To be fair, I didn't read it as condescending. This
I understood it as a generic statement ender, like "idk" or "ymmv" or "i guess", i.e. something that you put at the end of a sentence when you don't know what more to say. Maybe it actually is generational?
in some context "whatever" can be it evens out, but in others it can be "your opinion doesn't matter".
At any rate when I first read it I thought it was going to be some sort LLM thing where you said "remove the third bridge and increase pitch by one octave in the outro" and it would give you back an edited mp4 which you could then listen and cringe to and sometimes say "whoa, that's amazing!"
Uh, no I'm not. In my work world, disagreeing with "whatevs" would be considered rude and dismissive and would be called out.
Believe me, I don't care that you disagree. I just don't like to see people breaking the civility guidelines here as it's just about one of the last places online where discourse is largely held to a a civil level for disagreements.
I write copy professionally, among other things. If you don't care whether what you write is clear to almost all readers... then I suppose it doesn't matter. Most people do not want misunderstandings of their copy and most copy editors would flag that as unclear. The new version is much better.
> I just don't like to see people breaking the civility guidelines here as it's just about one of the last places online where discourse is largely held to a a civil level for disagreements.
I seriously disagree that this breaks any sort of social contract between you and I on the internet. It was intended to be mildly dismissive but not overly rude. There's a higher standard for communicating with care at work (you should care about your coworkers), but do you really think people on the internet have time for this shit? I don't know you guy.

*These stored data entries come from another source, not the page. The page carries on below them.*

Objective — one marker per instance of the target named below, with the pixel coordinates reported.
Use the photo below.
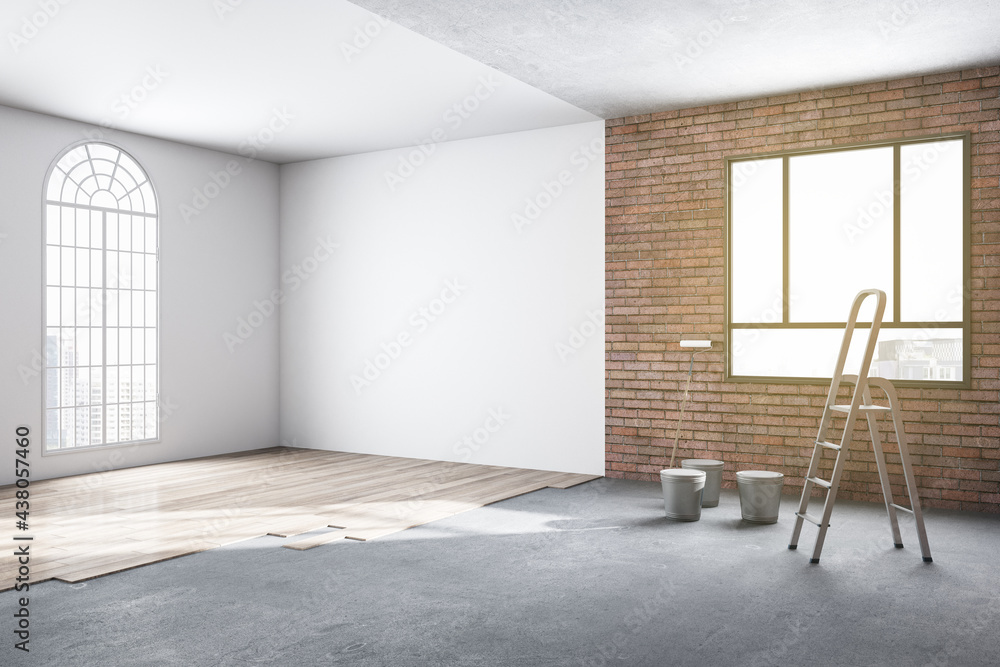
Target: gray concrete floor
(589, 576)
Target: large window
(807, 230)
(101, 311)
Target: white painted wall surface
(482, 341)
(212, 267)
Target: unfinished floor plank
(95, 524)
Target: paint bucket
(713, 478)
(760, 494)
(682, 490)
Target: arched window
(101, 309)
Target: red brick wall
(665, 280)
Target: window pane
(53, 260)
(52, 306)
(756, 247)
(901, 354)
(785, 352)
(931, 231)
(100, 273)
(112, 231)
(840, 233)
(52, 225)
(919, 354)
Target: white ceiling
(226, 66)
(618, 58)
(222, 75)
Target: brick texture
(665, 280)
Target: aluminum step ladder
(861, 403)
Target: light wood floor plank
(95, 524)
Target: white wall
(505, 343)
(212, 268)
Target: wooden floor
(90, 525)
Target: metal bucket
(713, 478)
(682, 491)
(760, 494)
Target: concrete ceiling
(337, 79)
(624, 57)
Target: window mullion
(896, 240)
(785, 288)
(104, 327)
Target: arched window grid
(101, 310)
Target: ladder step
(863, 408)
(822, 482)
(810, 518)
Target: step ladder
(861, 403)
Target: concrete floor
(589, 576)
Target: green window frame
(806, 229)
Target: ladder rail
(861, 401)
(835, 381)
(904, 455)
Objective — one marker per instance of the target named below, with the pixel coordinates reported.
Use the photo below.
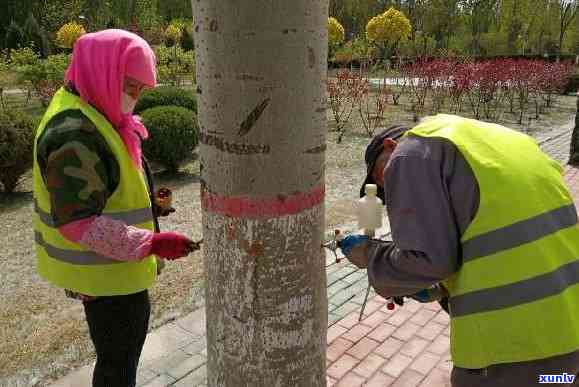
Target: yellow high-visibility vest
(71, 266)
(516, 296)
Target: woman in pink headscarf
(96, 229)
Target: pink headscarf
(100, 62)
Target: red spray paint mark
(270, 207)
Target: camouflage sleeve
(78, 167)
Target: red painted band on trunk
(271, 207)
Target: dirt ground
(43, 335)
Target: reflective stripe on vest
(74, 257)
(69, 265)
(131, 217)
(516, 296)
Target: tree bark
(261, 72)
(574, 151)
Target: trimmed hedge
(166, 96)
(16, 145)
(173, 135)
(572, 85)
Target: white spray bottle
(369, 211)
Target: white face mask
(127, 103)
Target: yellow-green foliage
(172, 34)
(336, 32)
(68, 34)
(388, 28)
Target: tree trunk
(261, 72)
(574, 151)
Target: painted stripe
(270, 207)
(519, 233)
(530, 290)
(84, 258)
(131, 217)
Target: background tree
(336, 35)
(387, 30)
(567, 13)
(262, 120)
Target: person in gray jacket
(432, 196)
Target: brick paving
(407, 347)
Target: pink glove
(171, 245)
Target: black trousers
(118, 327)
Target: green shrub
(173, 135)
(187, 43)
(174, 64)
(14, 37)
(16, 146)
(44, 77)
(166, 96)
(36, 37)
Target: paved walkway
(407, 347)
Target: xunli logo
(563, 378)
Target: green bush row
(16, 144)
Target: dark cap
(373, 151)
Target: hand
(355, 248)
(160, 211)
(162, 204)
(171, 245)
(434, 293)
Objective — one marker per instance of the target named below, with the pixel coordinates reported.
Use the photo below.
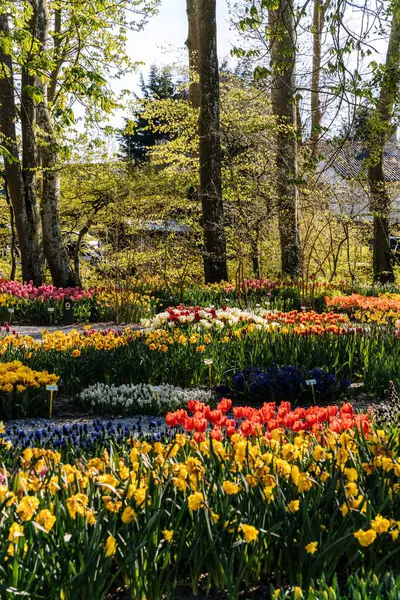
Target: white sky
(162, 42)
(163, 38)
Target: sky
(162, 41)
(166, 33)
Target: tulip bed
(299, 498)
(206, 347)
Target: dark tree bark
(283, 57)
(192, 45)
(21, 181)
(215, 267)
(13, 236)
(380, 131)
(53, 245)
(318, 25)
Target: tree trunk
(381, 130)
(215, 267)
(13, 236)
(53, 246)
(21, 182)
(193, 49)
(317, 27)
(283, 56)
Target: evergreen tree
(137, 138)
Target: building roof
(348, 159)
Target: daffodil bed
(274, 504)
(189, 347)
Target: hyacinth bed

It's not at all obvious. Given what we have seen recently, an equally plausible interpretation is "talk to an LLM and it will edit your audio" where audio could be anything.
It's not a good idea, but then tons of the LLM ideas we see here aren't either.
Can I ask what this tool does? I was trying to figure it out (the GitHub page isn't terribly clear) and came to the same conclusion you did (delete a chunk of the transcript and the tool would delete that audio).
I think I just lack experience in this area. I've used Audacity to cut out parts of audio / splice together two clips and that's about it, so I clearly don't have enough background to understand what this tool does.
Can someone clarify what this tool does, please? :)
It does exactly what you think it does. You can cut parts of the original file without having to edit the waveform (like you would in Audacity). Instead, select the parts directly just like you would in a text editor.
What it does not do is generate new words (ie you type a sentence and it adds that to your file as voice).
https://youtu.be/I3l4XLZ59iw
EDIT: I could also definitely see Audapolis being useful if you could integrate it into a podcast's post processing flow (volume normalization, de-essing) by recognizing certain verbal tics and automatically removing them from the audio such as "ummmm...", etc.